Interesting that Mark Steyn can write this piece without ever mentioning the US' ability to use its ICBMs to turn Iran into a flat piece of glass. The strategic nuclear force of the United States (and of the French, Chinese, Soviets and, locally, the Israelis) should be enough to prevent any sane person from entertaining any fantasies of removing Anglo-Saxons, Europeans, Israelis, Soviets, or Chinese people from the face of the Earth. (And don't discount Japan, which could develop a nuclear system in a matter of months if the Japanese people felt truly threatened by North Korea. For now, it exists under the American nuclear shield.)
It never really mattered if "missile defence" works. The system is just one way of deterring nutters, but the Iranians, masters of urban terrorism, know that there's more than one way to transport a bomb. You don't need a Long Dong when you can deliver a nuke to Prague or Warsaw in the trunk of a BMW.
So why not, huh?
Because there's no upside for Tehran. Except for the rent-a-crowds dancing in the streets, the smart Iranians, even the most Jihad-eager, will know the jig is up.

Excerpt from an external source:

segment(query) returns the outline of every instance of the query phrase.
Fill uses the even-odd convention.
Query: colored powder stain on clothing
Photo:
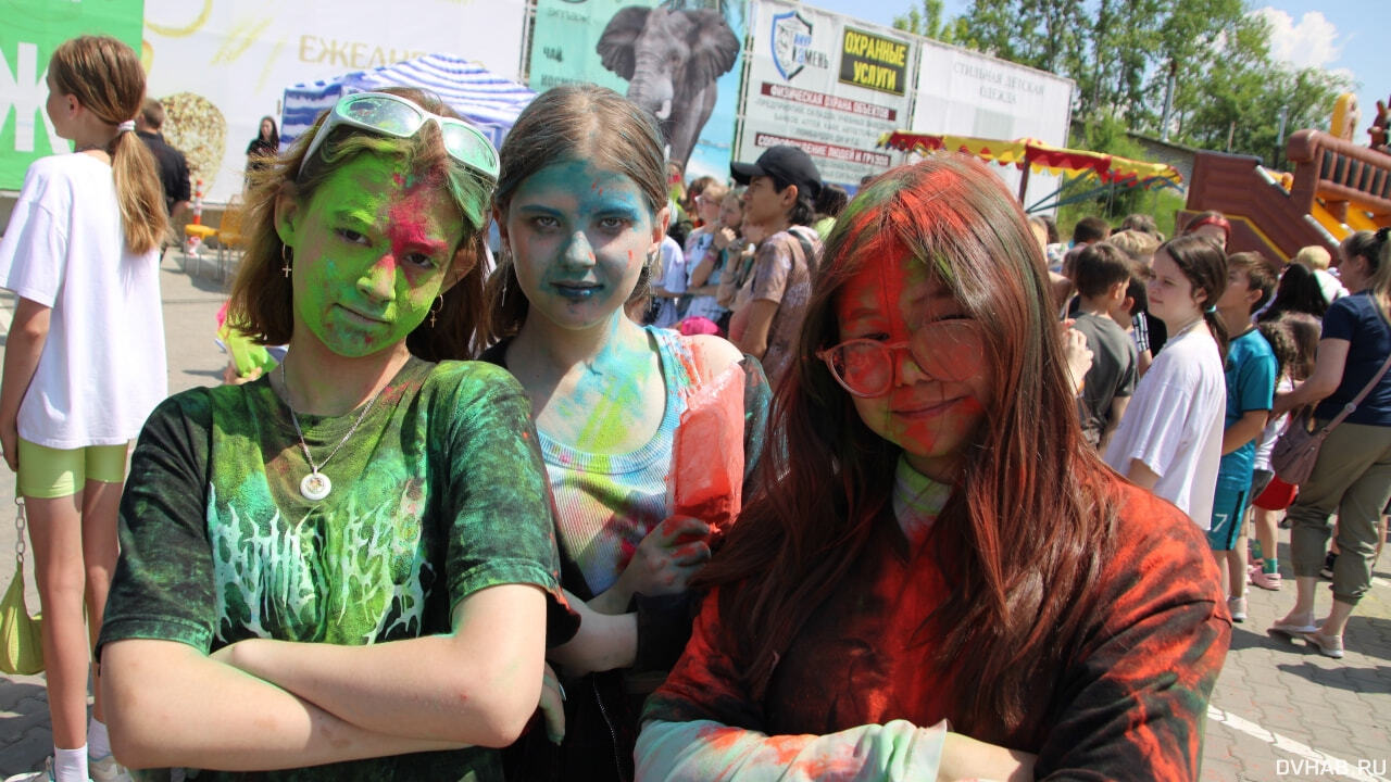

Not that the Iranians ever gave much thought to nuking Warsaw or Prague. The missile defence system was about marking territory in the parts of Europe that were occupied by the Red Army in 1944-45. This is about rolling the Russians back to their late September, 1939 borders (still keeping the half of Poland they seized under the Molotov-Ribbentrop Pact of August, 1939, along with East Prussia).
Americans believe the fall of the Soviet empire in Eastern Europe had something to do with American military strength. That's because the American media can't see past New York. The Iron Curtain came down because of the European Union and the power of the West German mark (now renamed the Euro). Russia retreated from Europe because it could offer nothing to compete with the new Germany's political and economic hegemony that had spread into Hungary and the Balkans. P. J. O'Rourke got it right when he said nobody wanted to buy Bulgarian tennis shoes.
Now the old Warsaw Pact countries are members of the EU. They have what they want: Russians back in Russia, real money instead of zloties, freedom to travel, to publish, to listen to Kanye West. Putin may want back into Eastern Europe, to rebuild the Russian Empire to its old Czarist maximum (to the city of Warsaw). He might even want to try for the Elbe and the Danube. But he's up against the EU, especially Germany. And if anyone thinks Germany will give up economic dominance of Poland, the Danube Valley, the Balkans and the Baltic -- the very thing for which it fought two world wars -- they should never underestimate the skill of Germans with fine tools.
But, unless Putin is incredibly dense, this is not 1948. Russia no longer needs a buffer in Eastern Europe (and, in any case, has one with the Ukraine and Byelorussia, which will never be allowed to evolve into anything more that satellites). As Doug Saunders ably points out in the Globe and Mail, this game is about more than the fallout of the events of 1989. The geopolitical centre of trouble has shifted to Iran and the Middle East and will stay there as long as Islamicism remains an aggressive force in the region. There, many of the old rules don't hold -- at least in the minds of the Jihadists. The Russians know better than to use Iran for anything but mischief. Moscow's generals probably look upon the NATO campaign in Afghanistan with some mirth. In return for dropping its troublesome missile shield, Washington may have earned some Russian help in western Asia, the place where American troops are fighting today. But in the end, missile shield or no, the Iranians, the only people in western Asia who are likely to attack anyone with anything resembling a ballistic missile, have the ball.
What they do with it depends on whether they believe their own rhetoric, or if Tehran's nasty talk is just part of the mechanism that keeps the mullahs in power.